He Began to Teach Them

Jesus gives Peter a new name this Sunday. “Satan.”

Shocking. What is the explanation?

The story is actually one of the great ones in the Gospel. As we saw last week, people were treating Jesus sort of like a performer, a return of the great heroes of the past: Moses, Elijah, John the Baptist. But he did not wish to be a carnival act, someone who dispenses healings. He was so much more.

Jesus asks the disciples simply who they think he really is. Peter had an answer. “You are the Christ,” he said.

With that answer the turning point of the synoptic Gospels had been reached. Peter and the others had begun to realize the crucial depth of understanding that underlies the whole Gospel. They could admit that somehow Jesus was much more than just a buddy or a healer. He was the long awaited Messiah, whatever that was.

Jesus was ready to teach them what it meant. He could begin to water the plant that now had roots. Today we know it meant unstoppable love, of course, but Jesus blurted it out in a few words: “The Son of Man must suffer greatly… and be killed, and rise after three days.”

What? This was the last thought they possibly could have had. Suffer? The Christ be killed? No! Peter, the very leader who had just announced his divinity, now actually “rebuked” him for saying this stupid thing. “This will never happen to you, master, we will not let it!” What pressure his answer had led to.

Jesus seems to have been under pressure too, realizing what kind of revelation he had just given.
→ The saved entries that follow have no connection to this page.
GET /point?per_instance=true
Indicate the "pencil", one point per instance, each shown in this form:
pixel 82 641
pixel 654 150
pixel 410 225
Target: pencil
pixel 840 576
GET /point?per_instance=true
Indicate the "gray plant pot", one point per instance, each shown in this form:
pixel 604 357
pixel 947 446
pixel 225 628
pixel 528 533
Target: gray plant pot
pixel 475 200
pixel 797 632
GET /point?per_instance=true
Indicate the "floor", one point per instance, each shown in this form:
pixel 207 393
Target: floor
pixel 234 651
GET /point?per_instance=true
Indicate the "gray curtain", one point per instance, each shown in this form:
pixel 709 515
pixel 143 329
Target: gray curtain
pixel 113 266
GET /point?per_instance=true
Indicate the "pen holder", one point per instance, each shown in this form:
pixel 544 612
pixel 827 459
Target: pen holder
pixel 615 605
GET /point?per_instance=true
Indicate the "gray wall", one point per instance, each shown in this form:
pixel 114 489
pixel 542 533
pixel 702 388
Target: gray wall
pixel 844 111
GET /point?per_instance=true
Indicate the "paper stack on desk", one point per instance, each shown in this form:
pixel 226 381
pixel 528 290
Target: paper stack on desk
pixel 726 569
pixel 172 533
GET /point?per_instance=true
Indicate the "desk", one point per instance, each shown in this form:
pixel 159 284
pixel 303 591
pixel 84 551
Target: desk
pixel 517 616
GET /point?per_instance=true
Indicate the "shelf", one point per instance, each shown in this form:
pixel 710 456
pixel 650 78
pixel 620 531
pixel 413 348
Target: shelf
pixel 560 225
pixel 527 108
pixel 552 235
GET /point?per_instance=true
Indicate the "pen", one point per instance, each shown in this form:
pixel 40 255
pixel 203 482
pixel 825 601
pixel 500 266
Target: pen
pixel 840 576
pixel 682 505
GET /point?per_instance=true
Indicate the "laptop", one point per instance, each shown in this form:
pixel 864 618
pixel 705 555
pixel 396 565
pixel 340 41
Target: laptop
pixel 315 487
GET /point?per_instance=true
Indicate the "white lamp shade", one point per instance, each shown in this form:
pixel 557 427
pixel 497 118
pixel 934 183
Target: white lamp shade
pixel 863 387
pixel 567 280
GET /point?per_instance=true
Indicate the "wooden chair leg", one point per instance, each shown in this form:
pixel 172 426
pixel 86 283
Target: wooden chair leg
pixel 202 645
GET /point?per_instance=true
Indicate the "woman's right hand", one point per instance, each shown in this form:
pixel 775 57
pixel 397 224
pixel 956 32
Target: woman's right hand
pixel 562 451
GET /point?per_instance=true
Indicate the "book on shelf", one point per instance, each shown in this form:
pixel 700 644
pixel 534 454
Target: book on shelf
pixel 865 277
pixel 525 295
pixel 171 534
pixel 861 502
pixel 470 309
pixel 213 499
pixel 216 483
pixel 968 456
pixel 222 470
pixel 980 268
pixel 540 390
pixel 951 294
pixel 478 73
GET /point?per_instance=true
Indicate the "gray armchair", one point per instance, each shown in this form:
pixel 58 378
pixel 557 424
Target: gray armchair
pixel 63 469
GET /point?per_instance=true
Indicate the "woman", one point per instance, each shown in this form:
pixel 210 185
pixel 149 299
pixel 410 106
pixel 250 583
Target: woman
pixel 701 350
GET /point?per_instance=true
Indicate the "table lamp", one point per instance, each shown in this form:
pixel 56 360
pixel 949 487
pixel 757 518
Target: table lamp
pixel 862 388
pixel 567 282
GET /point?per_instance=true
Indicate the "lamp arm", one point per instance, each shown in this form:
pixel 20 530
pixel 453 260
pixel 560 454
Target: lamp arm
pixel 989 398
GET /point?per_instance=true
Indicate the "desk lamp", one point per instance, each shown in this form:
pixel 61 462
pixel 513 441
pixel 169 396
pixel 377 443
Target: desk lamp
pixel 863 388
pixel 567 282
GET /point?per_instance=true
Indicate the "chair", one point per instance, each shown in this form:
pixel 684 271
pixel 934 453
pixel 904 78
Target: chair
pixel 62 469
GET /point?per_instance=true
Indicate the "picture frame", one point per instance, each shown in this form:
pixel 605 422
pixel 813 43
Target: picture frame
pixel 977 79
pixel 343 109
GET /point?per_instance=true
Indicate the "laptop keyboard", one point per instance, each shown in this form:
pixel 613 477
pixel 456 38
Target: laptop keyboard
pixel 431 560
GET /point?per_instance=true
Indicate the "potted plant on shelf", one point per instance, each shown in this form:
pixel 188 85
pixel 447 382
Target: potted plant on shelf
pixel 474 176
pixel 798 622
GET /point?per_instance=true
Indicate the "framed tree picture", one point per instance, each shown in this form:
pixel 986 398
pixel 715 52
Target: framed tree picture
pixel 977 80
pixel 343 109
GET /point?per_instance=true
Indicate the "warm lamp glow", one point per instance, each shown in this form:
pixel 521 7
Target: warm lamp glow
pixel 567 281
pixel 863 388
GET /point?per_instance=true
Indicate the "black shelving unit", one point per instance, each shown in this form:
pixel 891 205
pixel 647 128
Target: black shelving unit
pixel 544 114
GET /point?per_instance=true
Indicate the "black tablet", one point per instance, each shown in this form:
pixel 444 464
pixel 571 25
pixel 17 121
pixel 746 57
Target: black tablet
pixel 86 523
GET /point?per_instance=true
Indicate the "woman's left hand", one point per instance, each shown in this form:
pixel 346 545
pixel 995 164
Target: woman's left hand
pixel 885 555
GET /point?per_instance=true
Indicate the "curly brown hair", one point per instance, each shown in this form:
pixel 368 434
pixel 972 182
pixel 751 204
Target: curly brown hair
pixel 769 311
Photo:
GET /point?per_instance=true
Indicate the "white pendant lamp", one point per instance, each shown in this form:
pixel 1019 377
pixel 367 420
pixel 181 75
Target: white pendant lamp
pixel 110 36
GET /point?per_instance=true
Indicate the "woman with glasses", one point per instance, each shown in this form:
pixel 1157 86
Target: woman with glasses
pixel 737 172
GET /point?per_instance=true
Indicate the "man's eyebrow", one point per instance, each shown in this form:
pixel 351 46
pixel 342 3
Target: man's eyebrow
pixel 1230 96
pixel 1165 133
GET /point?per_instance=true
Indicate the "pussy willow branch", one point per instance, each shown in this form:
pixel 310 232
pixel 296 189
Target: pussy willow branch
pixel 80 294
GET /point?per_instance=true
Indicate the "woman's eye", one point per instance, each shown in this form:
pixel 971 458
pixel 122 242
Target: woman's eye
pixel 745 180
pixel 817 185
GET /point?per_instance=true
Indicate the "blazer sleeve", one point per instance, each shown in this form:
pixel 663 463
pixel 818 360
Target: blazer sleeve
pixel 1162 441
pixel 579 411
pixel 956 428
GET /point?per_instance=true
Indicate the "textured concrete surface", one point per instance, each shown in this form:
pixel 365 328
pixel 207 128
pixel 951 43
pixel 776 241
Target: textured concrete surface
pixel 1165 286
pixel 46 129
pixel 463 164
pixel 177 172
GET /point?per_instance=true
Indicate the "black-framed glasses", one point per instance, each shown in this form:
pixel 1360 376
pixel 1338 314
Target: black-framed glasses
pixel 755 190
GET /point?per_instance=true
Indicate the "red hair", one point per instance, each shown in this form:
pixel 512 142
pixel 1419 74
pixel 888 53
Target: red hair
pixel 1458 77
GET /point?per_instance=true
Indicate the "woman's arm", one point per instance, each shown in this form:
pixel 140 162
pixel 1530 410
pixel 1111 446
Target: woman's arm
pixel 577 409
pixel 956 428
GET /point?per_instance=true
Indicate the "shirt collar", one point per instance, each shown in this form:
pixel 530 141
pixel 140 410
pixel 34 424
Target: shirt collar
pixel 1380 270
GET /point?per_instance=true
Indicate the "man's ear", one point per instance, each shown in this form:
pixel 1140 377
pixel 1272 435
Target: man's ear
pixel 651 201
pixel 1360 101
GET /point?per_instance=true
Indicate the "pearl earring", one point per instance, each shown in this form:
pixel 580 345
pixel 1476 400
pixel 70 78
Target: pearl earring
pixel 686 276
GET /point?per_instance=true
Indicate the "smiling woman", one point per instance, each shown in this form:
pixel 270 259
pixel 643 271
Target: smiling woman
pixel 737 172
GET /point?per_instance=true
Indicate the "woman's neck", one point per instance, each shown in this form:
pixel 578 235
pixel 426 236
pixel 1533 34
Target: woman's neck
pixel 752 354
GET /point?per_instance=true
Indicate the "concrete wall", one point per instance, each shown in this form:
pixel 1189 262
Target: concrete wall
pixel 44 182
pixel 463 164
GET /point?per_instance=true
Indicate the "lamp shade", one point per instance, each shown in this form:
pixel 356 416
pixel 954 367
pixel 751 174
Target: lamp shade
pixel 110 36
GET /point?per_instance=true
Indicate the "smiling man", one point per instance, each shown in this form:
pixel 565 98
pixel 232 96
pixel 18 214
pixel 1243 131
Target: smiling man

In anguish he flares out at Peter. “Get behind me, Satan. You are thinking not as God does, but as human beings do.” An intemperate remark to be sure.

Why would he go this far? Why go to the extreme of comparing Peter to Satan?

Check out the temptations in the desert to see an answer (Matthew 4:1-11). Notice particularly that the devil’s enticements had the same hidden motivations as Peter’s did. Save yourself. Do not give up your life for others. “If you are the Son of God, command that these stones become loaves of bread.” “If you are the Son of God, throw yourself down [from the temple roof]. For it is written: ‘He will command his angels concerning you’” Finally, the reasonable conclusion: “Prostrate yourself and worship me.”

That is why Jesus calls Peter “Satan.” Peter is saying “Run away, run away!” We all have to save ourselves, just as Satan said!

It will take a while more for the apostles to understand this mystery, just as it will for you and me. They actually run away when Christ has to “suffer greatly and be killed.” But this reality had been in the Jewish tradition for a long time. Read about the “Suffering Servant” in the First Reading. This servant actually gives Jesus’ real answer to Peter, as well as to the devil. “I have not rebelled, have not turned back. I gave my back to those who beat me, my cheeks to those who plucked my beard… . The Lord God is my help; who will prove me wrong?” Jesus has “set his face like flint” toward love’s agony.

So he was not exaggerating when he used the name Satan for Peter. He was showing the difference between the life of Satan and of Christ for all of us.